D’après Le Monde, Wissan El-Yamni aurait été maintenu allongé sur la banquette arrière du véhicule de la brigade canine pendant le trajet vers le commissariat. « Selon le procureur, lorsqu’il arrive au commissariat, M. El-Yamni a déjà perdu connaissance, poursuit le quotidien. Les policiers ne perçoivent pas immédiatement la gravité du malaise, qu’ils mettent sur le compte d’un contrecoup après son extrême agitation. »
Le dimanche matin lorsque Samir tente de joindre Wissan El-Yamni, il tombe sur sa messagerie et en conclut que ce dernier est en garde à vue. « On a appris le dimanche soir qu’il était en fait à l’hôpital, dit-il. Deux policiers en civil ont dit à sa femme qu’il avait été retrouvé inanimé au bord de la route. Du coup, quand on a voulu aller le voir à l’hôpital, sa famille a refusé parce qu’ils pensaient que c’étaient les gens du quartier qui l’avaient laissé dans cet état… »
Pour les habitants de La Gauthière, un quartier décrit par beaucoup comme tranquille, le choc est rude. « Nous aussi on a des enfants, remarque Saïda, 50 ans, une proche de la famille El-Yamni croisée dans la marche. Ça peut arriver à n’importe qui. Wissan est quelqu’un de très gentil, peut-être qu’il était soûl mais ce n’était pas une raison pour le tabasser. » Farid, 53 ans, président d’une association franco-algérienne qui a veillé au bon déroulement de la manifestation, demande, un peu solennel, « à Monsieur Guéant d’être juste et d’aller voir ce jeune à l’hôpital ».
Animateur dans une maison de quartier voisine de La Gauthière, Karim Srikah, 33 ans, tient à s’exprimer avant tout comme un « habitant qui est né, a grandi et a milité ici ».
« À la base, c’est une ville agréable où il fait bon vivre, les communautés s’entendent bien, il y a toujours eu un dialogue avec les jeunes, certes avec des hauts et des bas, mais les gens se sentaient en sécurité, explique-t-il. Et là on se retrouve avec des cars de CRS tous les soirs, des gyrophares, des voitures brûlées, sans doute d’autres jeunes interpellés et d’autres familles en souffrance. Pour nous les émeutes dans les banlieues parisiennes en 2005, Villiers-Le-Bel en 2007, c’était loin, comme une fiction. Le fait de le vivre devant chez soi, en plein milieu de l’Auvergne, ça choque vraiment les gens. Je n’avais jamais vu ça de ma vie, et je n’ai pas envie de le revoir. »
Cherif Bouzid, responsable d’un club de football et éducateur à la protection judiciaire de la jeunesse (PJJ), décrit un « gamin qui n’a jamais eu de problème, issu d’une famille exemplaire, qui est complètement effondrée ». « Wissan est chauffeur-routier, actuellement sans travail emploi, marié et installé depuis cinq ans », précise-t-il.

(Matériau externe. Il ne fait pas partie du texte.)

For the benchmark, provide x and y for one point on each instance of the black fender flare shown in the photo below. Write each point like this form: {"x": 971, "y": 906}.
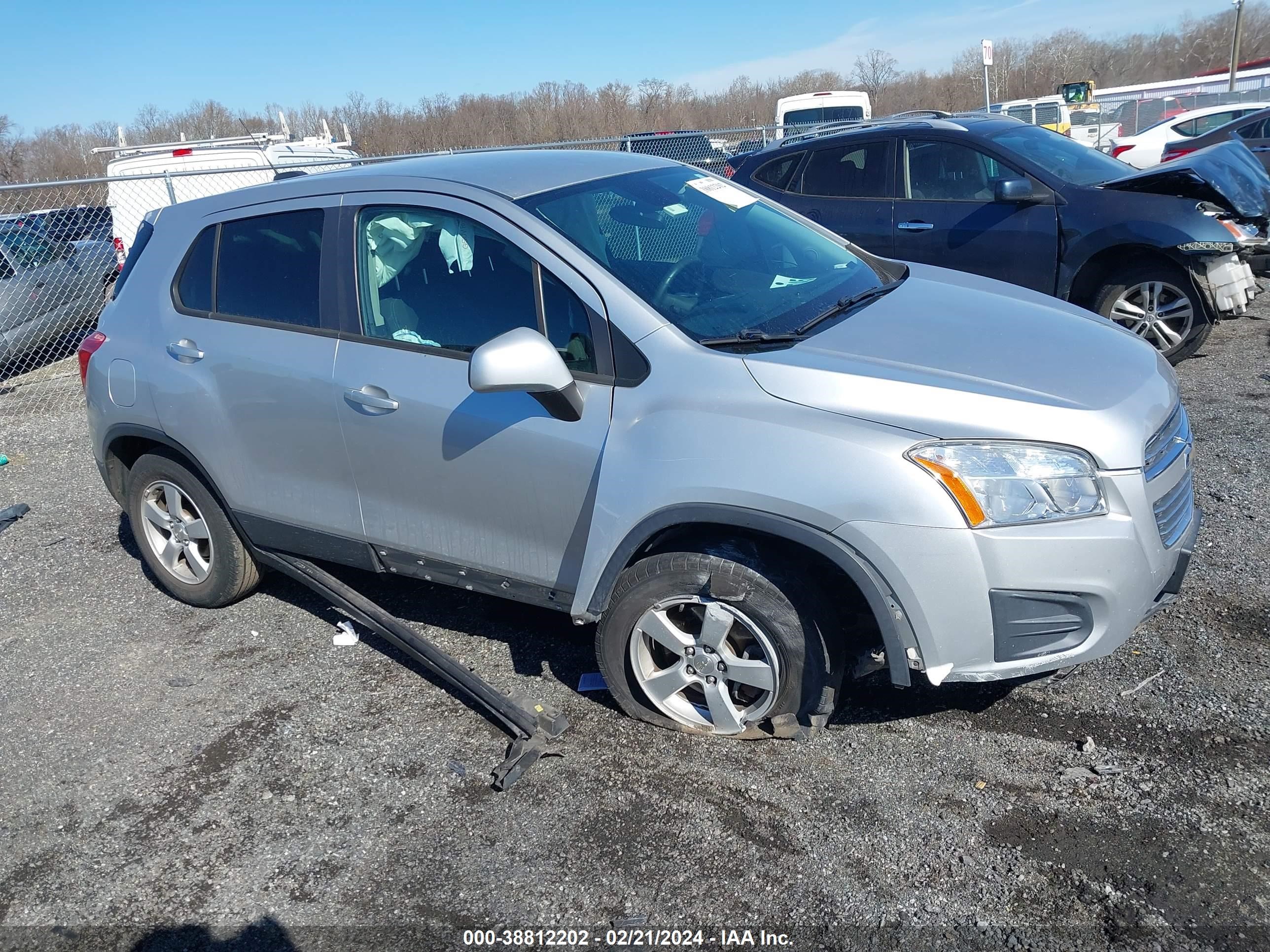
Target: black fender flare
{"x": 897, "y": 631}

Comme son frère Larbi, gardien à Clermont-Ferrand pour un bailleur social, il ne trouve aucune excuse aux policiers. « Une interpellation par des policiers professionnels et entraînés, même d’un individu soûl et violent, ça devrait finir en garde à vue, avec 24 heures en cellule de dégrisement et un défèrement, déclare Larbi Bouzid. Pas dans un état critique à l’hôpital. Les policiers étaient en surnombre, ils n’étaient à aucun moment en insécurité, on n’est pas à Paris, à Lyon ou à Marseille ! Pour moi, ils avaient envie de casser de l’arabe ce soir-là. »

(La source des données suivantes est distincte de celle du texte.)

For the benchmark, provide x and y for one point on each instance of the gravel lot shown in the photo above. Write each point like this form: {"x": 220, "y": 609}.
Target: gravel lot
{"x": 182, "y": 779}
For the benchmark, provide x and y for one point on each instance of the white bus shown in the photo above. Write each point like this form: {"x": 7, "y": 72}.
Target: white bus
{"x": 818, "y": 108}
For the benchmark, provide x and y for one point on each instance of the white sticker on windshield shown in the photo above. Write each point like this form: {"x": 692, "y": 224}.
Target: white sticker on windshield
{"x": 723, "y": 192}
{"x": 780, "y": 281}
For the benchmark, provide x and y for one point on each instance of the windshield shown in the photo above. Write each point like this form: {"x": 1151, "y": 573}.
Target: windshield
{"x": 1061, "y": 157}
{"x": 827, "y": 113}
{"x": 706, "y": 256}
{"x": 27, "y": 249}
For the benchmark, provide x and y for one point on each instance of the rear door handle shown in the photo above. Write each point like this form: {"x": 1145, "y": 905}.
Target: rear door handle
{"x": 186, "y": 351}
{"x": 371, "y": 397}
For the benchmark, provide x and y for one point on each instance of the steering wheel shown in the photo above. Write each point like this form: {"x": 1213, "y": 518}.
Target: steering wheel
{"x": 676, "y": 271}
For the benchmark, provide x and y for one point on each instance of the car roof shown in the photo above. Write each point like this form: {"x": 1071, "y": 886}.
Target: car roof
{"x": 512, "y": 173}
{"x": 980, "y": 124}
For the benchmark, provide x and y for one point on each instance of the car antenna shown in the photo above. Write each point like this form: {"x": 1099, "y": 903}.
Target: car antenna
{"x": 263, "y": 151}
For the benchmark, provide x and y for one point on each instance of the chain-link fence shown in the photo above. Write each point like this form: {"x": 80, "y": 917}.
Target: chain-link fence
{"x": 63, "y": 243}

Responsable d’un discount hallal, dans le centre commercial de La Gauthière, Ahmet Ozturk, 27 ans, a eu quelques vitrines cassées le soir du dimanche 1er janvier soir, comme le bar PMU voisin. Mais il comprend la colère des jeunes. « Ce jeune homme ne faisait de mal à personne. S’il meurt, que va-t-il se passer dans le quartier ? », redoute-t-il. De retour de la marche samedi, un hélicoptère survolait le quartier samedi soir, provoquant l’énervement de certains habitants. « Qu’est-ce qu’ils espèrent avec leur hélicoptère ? Il y a déjà assez de tension », s’agace Idriss, en désignant les jeunes regroupés devant les halls qui nous regardent passer.
Leur presse (Louise Fessard, Mediapart, 8 janvier 2012)
Commentaire choisi :
08/01/2012, 12:27 par speedoo
Bonjour je me suis promené hier après-midi dans Clermont, et il y régnait une ambiance « bizarre ».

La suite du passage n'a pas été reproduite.